Ruminations

Blog dedicated primarily to randomly selected news items; comments reflecting personal perceptions

Wednesday, August 15, 2018

Add A New Concern to Climate Change: Global Greening

"A 30 percent increase in photosynthesis does not translate into a 30 percent increase in strawberries off the land."
"While photosynthesis does pull carbon dioxide out of the atmosphere, much of that gas goes right back into the air. The reason: At night, the chemical reactions in plants essentially run backward. In a process known as respiration, plants pump out carbon dioxide instead of pulling it in.... Part of the story is that photosynthesis is going up, and part of the story is that so is respiration."
"Every year we build more power plants, and every year the plants take out more C02."
"Plants are quietly scrubbing the air of one China's worth of carbon. What frightens me is knowing this can't go on forever."
"If respiration catches up with photosynthesis, this huge carbon reservoir could spill back into our air."
Elliott Campbell, environmental scientist, University of California, Santa Cruz
Global_Greening_NASA

The bad news of course is what has been repeated time and again by those warning of the dread consequences of climate change, no longer referred to as global warming. Who in today's world is ignorant of the fact that weather situations have erupted that have been more of everything; more extreme in every conceivable way; hotter, wetter, drier, visiting catastrophic hurricanes, flooding, wildfires, drought, volcanic eruptions, more frequent earthquakes. The polar ice caps are melting, gigantic glaciers are breaking up, sea levels are rising, agricultural crops are failing.

In June, Johan Uddling of the University of Gothenburg, Sweden and colleagues suggested that the acknowledged rise in carbon dioxide has resulted in an increase in the rate that soil microbes take up and use nutrients, leaving plants bereft of the vital nutrients they need to thrive. By general consensus, scientists agree that plants remove a quarter of the circulating carbon dioxide that rises into the atmosphere resulting from industrialization's energy use -- and the cost of producing and using it is the diminution of environmental health.

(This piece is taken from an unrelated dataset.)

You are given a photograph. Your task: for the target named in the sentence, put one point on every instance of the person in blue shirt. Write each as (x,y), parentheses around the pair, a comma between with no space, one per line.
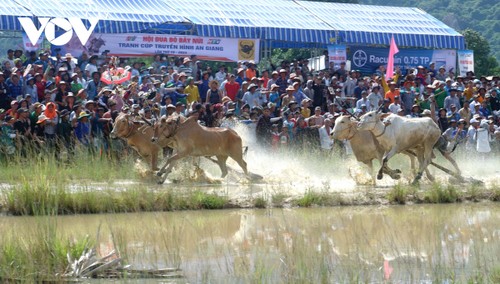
(94,85)
(274,96)
(15,87)
(82,129)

Plants have been busy as vegetation is wont to do, scrubbing carbon dioxide out of the atmosphere in lock-step with rising emissions. The result is a greener planet. Described fittingly enough, as "global greening". But scientists are also urging caution over celebration; that carbon dioxide levels in reality continue to soar over the past two centuries' records. We are only just now in the past several decades beginning to fully understand how that rise is impacting the planet. For one thing, since 2010, the six warmest years on record have been noted.

Dr. Campbell's study, published a year ago, places these concerns into perspective, pointing out that the planet's energy use is responsible for emitting close to 40 billion tons of carbon dioxide annually. Smaller studies suggest that human activity contributes hugely to the situation leading to an increase around the world in photosynthesis. And photosynthesis is the transformation of energy from the sun to energy for plant growth and production. All to the good...?

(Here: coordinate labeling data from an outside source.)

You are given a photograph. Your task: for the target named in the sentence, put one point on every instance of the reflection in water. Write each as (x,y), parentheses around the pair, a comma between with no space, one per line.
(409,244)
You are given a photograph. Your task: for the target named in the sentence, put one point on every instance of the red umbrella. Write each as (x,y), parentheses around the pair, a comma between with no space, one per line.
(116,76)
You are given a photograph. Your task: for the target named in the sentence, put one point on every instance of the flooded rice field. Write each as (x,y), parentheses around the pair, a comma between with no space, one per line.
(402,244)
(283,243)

The question appears to be: how good? After all, plants are now converting 31 percent more carbon dioxide into organic material than before the Industrial Revolution. Many take the figures that Dr. Campbell's research team published as verification that increased carbon dioxide is a plus for the world: "The best messages are positive: C02 increases crop yields, the earth is greening", exulted Joseph Bast, chief executive officer of the Heartland Institute.

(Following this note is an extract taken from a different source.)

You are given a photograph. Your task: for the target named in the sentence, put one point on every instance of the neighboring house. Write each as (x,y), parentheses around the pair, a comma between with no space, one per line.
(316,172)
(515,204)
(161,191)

While Dr. Bast's takeaway from Dr. Campbell's conclusions seems reasonably deduced, Dr. Campbell is less than pleased with what he views as an incorrect perception leading from his research. While farmland is producing more food than a century ago, he feels the additional carbon dioxide spewed into the atmosphere is only part of the reason. Photosynthesis is responsible for pulling carbon dioxide out of the air, but a substantial portion of the gas returns to the atmosphere in nightly-occurring respiration.
Natural vegetation absorbs about a quarter of the carbon emissions created by burning fossil fuels.
Natural vegetation absorbs about a quarter of the carbon emissions created by burning fossil fuels. Photograph: Kuni Takahashi/Getty Images
As any grade-school child knows from age-appropriate basic introduction to science, during the day plants absorb circulating carbon dioxide, while at night they exude it through respiration. As a result, these researchers emphasize that the benefit to crops is minimal; plants growing more robust thanks to additional carbon dioxide tend to have lower nutrient concentrations, they point out.

Additionally, Dr. Campbell and his think-alike colleagues, not knowing how long global greening will continue, point out that as temperatures rise and rainfall patterns change, the possibility that vegetation may no longer pull in extra carbon dioxide is a future potential. In which case even the amount of carbon dioxide, estimated at one-quarter of the circulating atmospheric carbon -- that plants now consume, will no longer be the case at some future date.